The first step of EDA is importing an external file or dataset into RStudio using functions available in the readr package. I used read.csv to import a CSV file into RStudio.

sales_data<-read.csv("sales_data5.csv")

view(sales_data)

The result is the csv file imported as a data frame in R

Note: Ensure your CSV file is located in the current working directory. If not, set the working directory using setwd().

Tidying the Data:

Tidying data refers to the process of reshaping a dataset to fit a more standardized and structured format suitable for analysis and visualization. I converted the dataframe from wide format to a long format using pivot_longer() from the tidyr package.

tidy<sales_data%>%

pivot_longer(cols=Event_Type,names_to="Supplies",values_to="Sales_Volume")

view(tidy)

Data Exploration:

In this step, I explored the structure of the dataset (e.g., dimensions, data types) and examined the first few rows to understand the data format and content using the head() function.

Visualizing Distribution with Boxplot:

I plotted a boxplot to visualize the distribution of sales volumes across different supply categories.

ggplot(tidy, aes(x = Supplies, y = Sales_Volume, fill = Supplies)) +

+ geom_boxplot() +

+ labs(title = "Boxplot of Sales Data",

+ x = "Supplies",

+ y = "Sales Volumes") +

+ theme_minimal() +

+ theme(axis.text.x = element_text(angle = 45, hjust = 1))

Insights:

  • From the above graph, groceries exhibit the highest median sales volume among the various types of supplies, indicating a consistently high demand.

  • The interquartile range (IQR) for home improvement supplies is significantly larger than for groceries, suggesting more variability in sales volumes for home improvement items, potentially driven by specific events or seasonal factors.

Weekly Sales Comparison using a Bar Chart:

To compare sales between week 1 and week 4, I created another table named comparison from the tidy data using the filter() function from dplyr.

comparison<- tidy %>% filter(Event_Type=="1st_week" | Event_Type=="4th_week")

This is followed by plotting the bar plot:

ggplot(data=comparison, aes(x=Supplies,y=Sales_Volume,fill=Event_Type))+geom_bar(position="dodge",stat="identity")+theme(axis.text.x = element_text(angle = 45, hjust = 1, size = 8))

Insights:

  • Sales for all supplies are notably higher in the 1st week compared to the 4th week, likely due to consumers receiving their monthly salaries in the 1st week, enhancing their purchasing power.

Correlation Analysis between Outdoor and Stationery Supplies:

I performed a correlation analysis between two supply types to identify a relationship between their sales volumes.

sales_data5 %>% summarize(correlation=cor(Stationery,Outdoor))

# A tibble: 1 × 1

correlation

<dbl>

1 -0.587

The result is an inverse correlation of -0.587, indicating a negative relationship between the sales of Outdoor Sport Equipment and Stationery.

Insights:

  • An uptick in the sales volume of Outdoor Equipment is associated with a decrease in Stationery sales, possibly due to the timing of purchases (e.g., vacations vs. back-to-school periods).

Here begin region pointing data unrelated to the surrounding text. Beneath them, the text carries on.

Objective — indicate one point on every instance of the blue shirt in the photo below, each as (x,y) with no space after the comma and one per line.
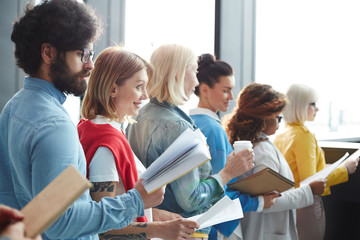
(158,125)
(220,148)
(37,142)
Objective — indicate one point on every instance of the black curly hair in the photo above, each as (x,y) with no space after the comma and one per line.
(210,69)
(65,24)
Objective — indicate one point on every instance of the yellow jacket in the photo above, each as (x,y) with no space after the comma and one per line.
(305,157)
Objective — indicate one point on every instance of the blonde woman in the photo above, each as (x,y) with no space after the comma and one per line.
(115,92)
(161,121)
(305,157)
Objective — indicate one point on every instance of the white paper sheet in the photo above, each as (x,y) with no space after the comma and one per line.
(323,174)
(223,211)
(187,152)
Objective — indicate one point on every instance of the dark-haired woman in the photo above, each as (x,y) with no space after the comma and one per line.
(256,117)
(216,81)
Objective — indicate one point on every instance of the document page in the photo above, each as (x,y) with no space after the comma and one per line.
(187,152)
(323,174)
(223,211)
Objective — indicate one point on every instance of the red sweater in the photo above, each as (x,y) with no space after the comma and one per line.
(92,136)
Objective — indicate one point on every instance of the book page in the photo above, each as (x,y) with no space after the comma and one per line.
(187,152)
(323,174)
(223,211)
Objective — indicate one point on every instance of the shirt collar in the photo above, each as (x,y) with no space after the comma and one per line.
(99,119)
(45,86)
(204,111)
(175,109)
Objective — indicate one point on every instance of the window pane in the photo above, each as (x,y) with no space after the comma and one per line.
(150,24)
(315,42)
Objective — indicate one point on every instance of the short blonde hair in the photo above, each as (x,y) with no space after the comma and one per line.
(167,83)
(113,65)
(299,96)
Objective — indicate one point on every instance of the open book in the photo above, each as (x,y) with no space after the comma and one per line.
(264,181)
(223,211)
(323,174)
(187,152)
(46,207)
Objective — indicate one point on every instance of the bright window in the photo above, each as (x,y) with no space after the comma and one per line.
(150,24)
(315,42)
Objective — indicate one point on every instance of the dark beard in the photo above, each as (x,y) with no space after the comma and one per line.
(65,81)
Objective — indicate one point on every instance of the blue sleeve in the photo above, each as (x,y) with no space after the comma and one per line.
(55,146)
(248,203)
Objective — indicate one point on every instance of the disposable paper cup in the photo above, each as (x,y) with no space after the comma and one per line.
(241,145)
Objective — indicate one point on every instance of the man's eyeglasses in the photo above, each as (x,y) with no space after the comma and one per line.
(278,118)
(313,104)
(86,55)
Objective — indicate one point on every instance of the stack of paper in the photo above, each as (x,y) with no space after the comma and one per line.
(262,182)
(323,174)
(223,211)
(187,152)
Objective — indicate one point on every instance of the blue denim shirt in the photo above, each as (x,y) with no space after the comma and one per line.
(157,126)
(37,142)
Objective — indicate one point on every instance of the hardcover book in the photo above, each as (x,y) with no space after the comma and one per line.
(46,207)
(262,182)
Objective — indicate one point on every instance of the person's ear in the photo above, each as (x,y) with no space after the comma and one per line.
(48,53)
(113,90)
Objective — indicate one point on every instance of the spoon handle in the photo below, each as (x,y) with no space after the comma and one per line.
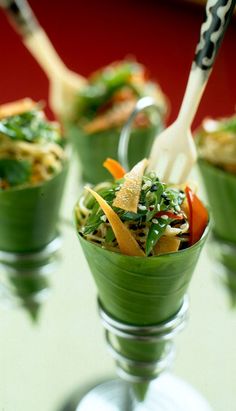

Scatterplot Showcasing the Correlation:

The above correlation is visualized through a scatterplot.

ggplot(data=sales_data5,aes(x=Outdoor,y=Stationery))+geom_point()+geom_smooth(method="lm",se=FALSE)

The scatterplot displays the negative slope and inverse relationship between the sales volumes of these two categories.

Conclusion:

Through this project, I've gained valuable hands-on experience in data analysis using R and the tidyverse ecosystem. From data manipulation to visualization and interpretation, I've deepened my understanding of data-driven decision-making. This project has not only equipped me with technical expertise but also enhanced my problem-solving skills. Moving forward, I'm excited to apply these learnings to future projects and contribute to meaningful data-driven insights.